L’ottimismo del tecnico. Ieri mattina la comitiva biancazzurra è partita in pullman in direzione Friuli facendo una sosta a metà strada, a Forlì, per svolgere la rifinitura. Grassadonia ha parlato in videoconferenza dalla Romagna mostrando ottimismo e determinazione. «Finalmente abbiamo potuto svolgere una preparazione adeguata allenandoci per l’intera settimana», le parole dell’allenatore. «In totale, ci sono state sei sedute nelle quali la squadra ha avuto la possibilità di provare nuove soluzioni (ad esempio la difesa a 4, ndc). Inoltre, alcuni calciatori un po’ indietro nella condizione atletica hanno ripreso il ritmo giusto. Insomma, ci sono tutti i presupposti per disputare una buona gara, mi aspetto progressi significativi rispetto alle precedenti partita». Chiaramente, il riferimento è della crescita della fase offensiva, una prerogativa indispensabile per scalare posizioni. «Prima di tutto bisognava dare un’organizzazione difensiva e ritrovare compattezza. E mi sembra che i ragazzi abbiamo fatto vedere buone cose. Cosa manca per fare più gol? Il problema principale è che spesso non abbiamo potuto utilizzare giocatori determinanti. Ora, però, la condizione atletica di molti è cresciuta e mi aspetto dei passi in avanti». Grassadonia cerca di trasmettere la sua carica. «Il gruppo ha a cuore le sorti del Pescara. Domani (oggi, ndc) voglio che tutti si sacrifichino e dimostrino di voler portare a casa il risultato a tutti i costi. Ora sappiamo cosa fare in campo, mi piace la mentalità dei ragazzi, sanno che bisogna soffrire e sono pronti. Sarà un Pescara più spregiudicato? Bisogna osare di più, certo, ma con intelligenza ed equilibrio». Il Pordenone è in crisi, però Grassadonia non si fida. «Non dobbiamo immaginare un avversario in crisi. Loro hanno forza, sono dinamici e attaccano bene gli spazi, serve tanta attenzione».

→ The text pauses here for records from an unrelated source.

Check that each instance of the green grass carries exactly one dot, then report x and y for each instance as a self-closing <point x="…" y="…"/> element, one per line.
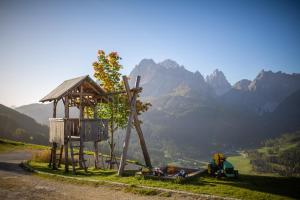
<point x="246" y="187"/>
<point x="9" y="145"/>
<point x="241" y="163"/>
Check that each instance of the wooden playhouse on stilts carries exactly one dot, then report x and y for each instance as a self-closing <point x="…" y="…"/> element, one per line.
<point x="71" y="133"/>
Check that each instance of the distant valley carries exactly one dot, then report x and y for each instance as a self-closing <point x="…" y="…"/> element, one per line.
<point x="197" y="115"/>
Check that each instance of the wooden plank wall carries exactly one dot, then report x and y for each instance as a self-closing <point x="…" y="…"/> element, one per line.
<point x="56" y="130"/>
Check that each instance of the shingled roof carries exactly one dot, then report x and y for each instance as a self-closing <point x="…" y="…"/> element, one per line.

Le scelte. Sembrava scontato il rientro di Ceter in attacco dal 1’, invece, quasi sicuramente, slitterà al match di martedì con l’Ascoli. Il colombiano sta crescendo sotto il profilo atletico, ma avverte ancora un po’ di fastidio alla caviglia. Ecco perché, accanto a Odgaard, ci sarà uno tra Galano e Giannetti. A centrocampo Maistro è in leggero vantaggio su Machìn, mentre in difesa Sorensen deve superare la concorrenza di Rigoni. Il danese ha smaltito l’infortunio al ginocchio, però non è al top della forma, ecco perché Grassadonia non ha escluso l’arretramento di Rigoni (un mediano) nella retroguardia tra Guth e Scognamiglio. Indisponibili Drudi (squalificato) e gli infortunati Tabanelli, Bocchetti, Balzano, Riccardi, oltre a Basit (non convocato).
Lutto Bankowski. I biancazzurri scenderanno in campo con il lutto al braccio nel ricordo della signora Brunella Bankowski, moglie del vice presidente biancazzurro Gabriele Bankowski, scomparsa prematuramente ieri. Alla famiglia Bankowski le più sentite condoglianze da parte del Centro.